Governance, Risk, and Compliance

• Develop and maintain policies, standards, and procedures supporting privacy, data protection, and resilience objectives.
• Support Data Protection Impact Assessments (DPIAs), Privacy Impact Assessments (PIAs), and continuity risk reviews.
• Align organizational controls with frameworks such as ISO 27001, ISO 22301, NIST CSF, and ISO 27701, ensuring continuous compliance and audit readiness.
• Serve as a key liaison between the Global Data Protection Office, IT, and business functions to drive unified data governance.
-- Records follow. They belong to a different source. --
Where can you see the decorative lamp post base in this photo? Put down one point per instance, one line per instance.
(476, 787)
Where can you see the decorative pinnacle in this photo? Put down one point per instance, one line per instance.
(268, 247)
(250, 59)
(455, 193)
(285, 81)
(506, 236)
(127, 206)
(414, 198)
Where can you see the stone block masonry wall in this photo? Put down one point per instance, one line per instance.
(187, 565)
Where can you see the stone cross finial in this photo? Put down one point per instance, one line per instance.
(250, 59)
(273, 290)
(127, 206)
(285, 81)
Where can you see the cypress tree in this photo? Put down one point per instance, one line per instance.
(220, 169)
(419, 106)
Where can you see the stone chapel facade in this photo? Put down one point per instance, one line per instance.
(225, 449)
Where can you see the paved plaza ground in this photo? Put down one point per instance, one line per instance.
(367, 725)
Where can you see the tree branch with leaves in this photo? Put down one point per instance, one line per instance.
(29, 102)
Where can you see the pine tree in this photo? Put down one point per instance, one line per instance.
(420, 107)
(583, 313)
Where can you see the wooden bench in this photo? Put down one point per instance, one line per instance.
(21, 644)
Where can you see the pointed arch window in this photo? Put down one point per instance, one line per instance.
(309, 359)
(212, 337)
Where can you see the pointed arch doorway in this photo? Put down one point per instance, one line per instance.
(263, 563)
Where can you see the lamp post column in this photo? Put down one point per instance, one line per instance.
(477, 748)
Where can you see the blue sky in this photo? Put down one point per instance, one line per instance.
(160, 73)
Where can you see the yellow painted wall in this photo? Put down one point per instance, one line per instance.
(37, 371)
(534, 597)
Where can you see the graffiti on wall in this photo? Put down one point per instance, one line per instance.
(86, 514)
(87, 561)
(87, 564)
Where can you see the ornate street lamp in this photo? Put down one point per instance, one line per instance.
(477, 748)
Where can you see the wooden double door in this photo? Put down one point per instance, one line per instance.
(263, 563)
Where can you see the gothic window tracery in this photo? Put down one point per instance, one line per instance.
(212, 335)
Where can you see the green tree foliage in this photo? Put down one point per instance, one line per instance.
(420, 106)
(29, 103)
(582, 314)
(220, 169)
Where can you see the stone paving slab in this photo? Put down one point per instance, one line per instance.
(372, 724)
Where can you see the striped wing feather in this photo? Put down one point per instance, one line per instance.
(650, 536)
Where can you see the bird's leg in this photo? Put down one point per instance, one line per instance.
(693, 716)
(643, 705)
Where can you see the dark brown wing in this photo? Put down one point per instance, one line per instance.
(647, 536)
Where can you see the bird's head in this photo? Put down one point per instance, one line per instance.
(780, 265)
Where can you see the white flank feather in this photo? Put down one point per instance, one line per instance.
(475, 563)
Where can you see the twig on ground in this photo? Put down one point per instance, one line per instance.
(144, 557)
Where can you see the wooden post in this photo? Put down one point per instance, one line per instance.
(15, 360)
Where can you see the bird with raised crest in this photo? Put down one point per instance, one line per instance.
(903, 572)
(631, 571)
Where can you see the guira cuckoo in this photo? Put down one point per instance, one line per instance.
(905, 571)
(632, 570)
Design and Operational Integration

• Champion privacy-by-design, security-by-design, and resilience-by-design through structured process engineering and control design.
• Support process mapping, gap analysis, and redesign workshops to ensure consistent execution of data protection and continuity practices.
• Create and maintain operational playbooks, process documentation, and training materials to strengthen execution maturity across teams.
• Partner with business and technology stakeholders to embed control checkpoints and quality measures into existing workflows.

Required:

• Bachelor’s degree in Information Security, Process Engineering, Risk Management, or a related field (Master’s preferred).
• 5+ years of experience in data protection, information security, or business continuity, with demonstrated process ownership.
• Strong background in process engineering (Lean, Six Sigma, or equivalent), with experience mapping, optimizing, and automating business and security workflows.
• Proven experience implementing DLP, DSPM, or data governance solutions in large or complex environments.
• Knowledge of Business Continuity and Disaster Recovery frameworks (ISO 22301, NIST SP 800-34).
• Ability to collaborate with global privacy, legal, and compliance teams to operationalize frameworks and ensure alignment.
• Demonstrated success in developing and maintaining enterprise policies, standards, and technical-to-operational control structures.
• Ability to effectively operate both independently and as part of a team.
• Good written and verbal communication skills.

Preferred:

• Certifications such as CISSP, CBCP, Lean Six Sigma Black Belt, or ISO 22301 Lead Implementer.
• Familiarity with cloud resilience and security architectures (Azure, AWS, GCP).
• Experience leading process optimization or continuous improvement initiatives in regulated environments.
• Gaming experience is preferable but not mandatory.

Personal Attributes

• Analytical and process-driven thinker with a system-oriented mindset.
• Skilled collaborator who thrives in cross-functional, matrixed environments.
• Strong communicator capable of translating complex requirements into actionable designs.
• Passionate about building a culture of trust, accountability, and operational excellence.
• Acts proactively by taking initiatives to improve processes, anticipate potential roadblocks, and implement preventative measures to ensure timelines are met.
• Demonstrates a high degree of ownership over tasks and outcomes.